Football is about taking hits, showing no mercy for the player opposite you on the goal line and never showing a single sign of weakness. It is also the most dangerous major sport in the United States.

According to brainandspinalcord.org, 1.4 million traumatic brain injuries occur annually in the United States. Of those 1.4 million, the age brackets with the highest risk of suffering from a traumatic brain injury are zero to 14 year olds and 15 to 19 year olds. This happens to be the age in which children and youths begin to play organized sports for the first time.

The game of football is one of the roughest in the world. It is commonplace for players to take blindside hits and repeated blows to their thin helmet. The National Football League (NFL), according to the New York Times, revealed in federal court they believe one in three NFL athletes will experience brain trauma after they end their football careers.

Brain damage and playing the game of football have been proven to go hand-in-hand. The damage affects adults significantly, so what kind of effect does playing the game have on children and their developing minds?

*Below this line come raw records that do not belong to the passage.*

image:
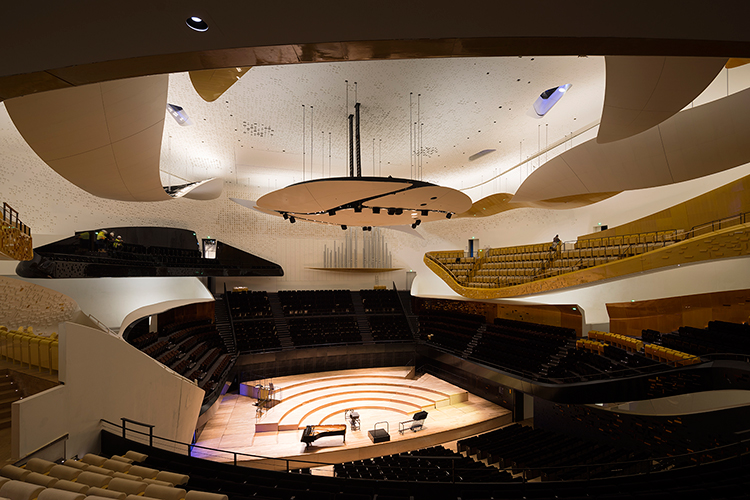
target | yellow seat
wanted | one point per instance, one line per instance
(44, 354)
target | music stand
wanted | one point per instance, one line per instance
(353, 417)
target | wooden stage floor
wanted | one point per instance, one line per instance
(384, 396)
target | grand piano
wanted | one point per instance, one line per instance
(313, 432)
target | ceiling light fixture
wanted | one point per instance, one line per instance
(179, 114)
(341, 200)
(196, 23)
(549, 98)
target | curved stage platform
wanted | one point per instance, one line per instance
(377, 394)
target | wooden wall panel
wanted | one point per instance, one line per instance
(719, 203)
(730, 242)
(666, 315)
(568, 316)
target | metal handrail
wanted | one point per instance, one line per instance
(10, 217)
(652, 464)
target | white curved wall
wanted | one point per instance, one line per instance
(104, 378)
(110, 300)
(51, 205)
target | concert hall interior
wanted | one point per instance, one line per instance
(353, 251)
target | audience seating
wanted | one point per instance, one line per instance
(25, 347)
(624, 342)
(315, 302)
(27, 483)
(330, 330)
(389, 327)
(193, 349)
(380, 301)
(429, 464)
(509, 266)
(256, 335)
(449, 330)
(248, 305)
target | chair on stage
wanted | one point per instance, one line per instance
(415, 424)
(353, 417)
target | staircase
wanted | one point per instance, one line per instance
(404, 296)
(8, 395)
(224, 325)
(282, 329)
(364, 325)
(474, 341)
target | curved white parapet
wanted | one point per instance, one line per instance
(105, 138)
(644, 91)
(208, 189)
(694, 143)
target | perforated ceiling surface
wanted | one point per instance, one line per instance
(458, 107)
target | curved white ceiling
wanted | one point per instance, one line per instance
(694, 143)
(644, 91)
(105, 138)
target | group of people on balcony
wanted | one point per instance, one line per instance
(101, 241)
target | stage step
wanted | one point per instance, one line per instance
(475, 340)
(282, 329)
(364, 325)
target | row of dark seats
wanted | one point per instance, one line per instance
(550, 455)
(448, 329)
(380, 301)
(437, 464)
(331, 330)
(256, 336)
(315, 302)
(518, 345)
(389, 327)
(194, 349)
(717, 337)
(248, 304)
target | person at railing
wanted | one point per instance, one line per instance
(101, 240)
(84, 241)
(555, 243)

The website, www.urmc.rochester.edu reports that a young adult’s minds stop growing on average at 25. That means that a child between the age of seven or eight (a common age for kids to begin playing organized sports) has a mind that is under constant construction and development. And by playing the game of football, the child is under great risk of causing damage to themselves at an extremely crucial age.

This fact raises the begging question for parents: Do I let my child play tackle football?

On one side of the coin, it can be selfish of the parent to deny their child the right to play the most popular organized sport in the nation. Every single year, the NFL, along with every other level of football, continues to gain immense popularity and naturally children want to be a part of that excitement.

On the other side, allowing a child to play football in this informed day and age can be viewed as irresponsible. In a world where there are safer alternatives like baseball, basketball and a wide range of other available sports for youths, allowing your child play tackle football is viewed by many people as morally wrong.

In response to that, a lot of hardcore American football fans might say they know it is a rough sport, but the NFL and leagues all around the world are working to make the game safer. New regulations to benefit player safety are exponentially being added to the foundation of the sport. And for those who don’t believe the NFL is ever going to change, just look at football 100 years ago.

Before the NFL was even organized, college football was the main venue for football. It was so violent, bloody and brutal that more than 10 people died in a single season due to injuries sustained during gameplay. The league decided things needed to change, and flash forward to the present day, things have improved dramatically.

Common sense provides the notion that these two sides of the youth football coin won’t soon agree completely on what to do about this issue, but there may be a solution both sides can live with.

Children under the age of 10 don’t have the mental efficiency to decide what is best for them. Their parents shouldn’t allow them to make their own decisions when it come to their safety, so the best bet is to not allow them to play tackle football. Flag football could be a good alternative to the brutal nature of tackle, and it could also buy children the time until they reach an age where they would be best suited to start playing football.

High school is the time in a lot of adolescents lives’ where they begin to find out who they are and what they want. It is also the time in which they should be able to decide if they want to play tackle football or not.